Ihren Rassismus trugen die lokalen Rechten zwei Tage vor der Räumung bei einer „patriotischen“ Demonstration auf die Straßen. Mit dabei war die frühere Ministerin für innere Sicherheit Patricia Bullrich, verantwortlich für das Handeln der Sicherheitskräfte bei der Ermordung von Rafael Nahuel und bei vielen weiteren Repressionen. An dem Autokorso über die Landstraße Ruta 40 nach Villa Mascardi beteiligten sich zwar nur 200 Personen, aber umso kruder waren ihre Gewaltfantasien: „Roca, komm wieder, du hast deine Arbeit noch nicht zu Ende gebracht“, war auf einem Schild an einem der Autos zu lesen – ein direkter Aufruf zur Fortsetzung des Völkermordes, denn es war General Roca, der diesen Ende des 19. Jahrhunderts anführte.

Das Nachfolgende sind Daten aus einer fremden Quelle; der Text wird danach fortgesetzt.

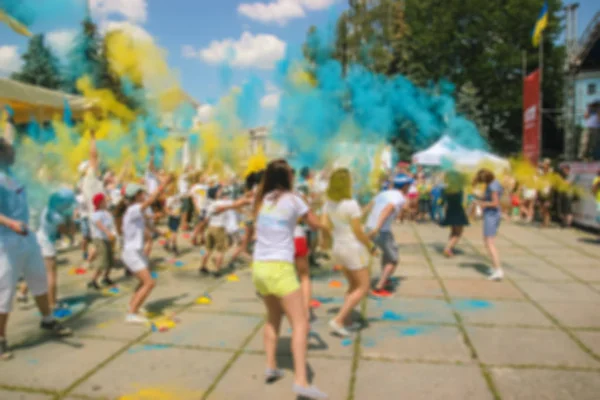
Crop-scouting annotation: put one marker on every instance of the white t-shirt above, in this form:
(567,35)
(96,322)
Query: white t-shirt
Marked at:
(275,227)
(106,219)
(90,186)
(218,220)
(199,194)
(183,185)
(382,200)
(151,182)
(134,224)
(340,214)
(174,205)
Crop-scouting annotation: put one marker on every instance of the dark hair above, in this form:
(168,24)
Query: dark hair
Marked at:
(484,176)
(277,176)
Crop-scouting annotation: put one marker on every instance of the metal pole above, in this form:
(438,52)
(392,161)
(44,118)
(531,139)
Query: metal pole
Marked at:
(541,69)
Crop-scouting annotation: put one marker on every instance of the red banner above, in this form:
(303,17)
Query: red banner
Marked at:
(531,117)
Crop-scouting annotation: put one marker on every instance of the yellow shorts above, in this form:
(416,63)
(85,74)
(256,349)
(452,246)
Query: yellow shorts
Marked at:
(274,278)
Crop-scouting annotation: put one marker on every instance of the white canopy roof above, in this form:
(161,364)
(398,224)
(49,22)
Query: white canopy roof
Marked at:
(447,149)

Im November zogen 20 Frauen der „Bewegung von indigenen Frauen und Diversen für das Buen Vivir“ mit ihrer Gründerin Moira Millán nach Buenos Aires (siehe die Besprechung zu ihrem ersten Roman in ila 452). Die Frauen aus verschiedenen indigenen Völkern forderten die Freilassung der gefangenen Mapuche-Frauen, die Rückkehr der Machi an ihren spirituellen Ort sowie die Auflösung des neuen Polizeikommandos. Außerdem protestierten sie gegen den „chineo“, die systematische Vergewaltigung indigener Mädchen aus kolonialistischen, rassistischen und machistischen Motiven durch in der Regel weiße privilegierte Männer. Anfang November war in der Provinz Salta wieder ein 12-jähriges Mädchen aus dem Volk der Wichí bewusstlos aufgefunden worden, nachdem es vergewaltigt und gewürgt worden war. Am 2. November machten die Frauen einen Sitzstreik im Umweltministerium, wo sie einen Forderungskatalog aus Bariloche gegen die Verfolgung und Kriminalisierung der Mapuche abgaben. Am 9. November besetzten sie die Zentralbank, da von diesem Ort aus Tod und Vertreibung finanziert werden. Das geforderte Gespräch mit dem Präsidenten der Bank fand statt, allerdings ohne Ergebnis. Am 13. November besetzten sie die Kathedrale und übergaben dem Kardinal Mario Aurelio Poli den Forderungskatalog, zu dem Kirche und Papst Stellung beziehen und sich solidarisieren sollten.

Einen Monat später, am 12. Dezember, reiste eine Delegation von Anführer*innen verschiedener Gemeinschaften von Mapuche und Mapuche-Tehuelche aus den Provinzen Neuquén, Río Negro und Chubut nach Buenos Aires, um sich mit der Regierung zu treffen. Ihre Pressekonferenz am nächsten Tag im Haus der Gewerkschaft CTA Autónoma war gut besucht, Berichte erschienen danach allerdings nur in wenigen linken Medien. Am nächsten Tag traf sich die Delegation nach einer kleinen Kundgebung auf der Plaza de Mayo im Regierungspalast Casa Rosada zu einem Gespräch mit dem Präsidenten Alberto Fernández. Dieser sagte zu, mit den Verantwortlichen der Nationalparks zu sprechen, die die verhafteten Frauen angezeigt hatten, um anstelle der juristischen Verfolgung eine politische Lösung zu finden. Ein zweites Treffen am 12. Januar 2023 in der Ex-ESMA, dem ehemaligen Folterzentrum der Marine, das heute Gedenkstätte und Sitz von Menschenrechtsorganisationen ist, brachte wieder kein konkretes Ergebnis. Ein drittes Treffen soll Ende Januar in Bariloche stattfinden. Sollte es nicht vorher doch noch zu einer politischen Lösung kommen, beginnt im Februar der Prozess gegen die Mapuche-Frauen.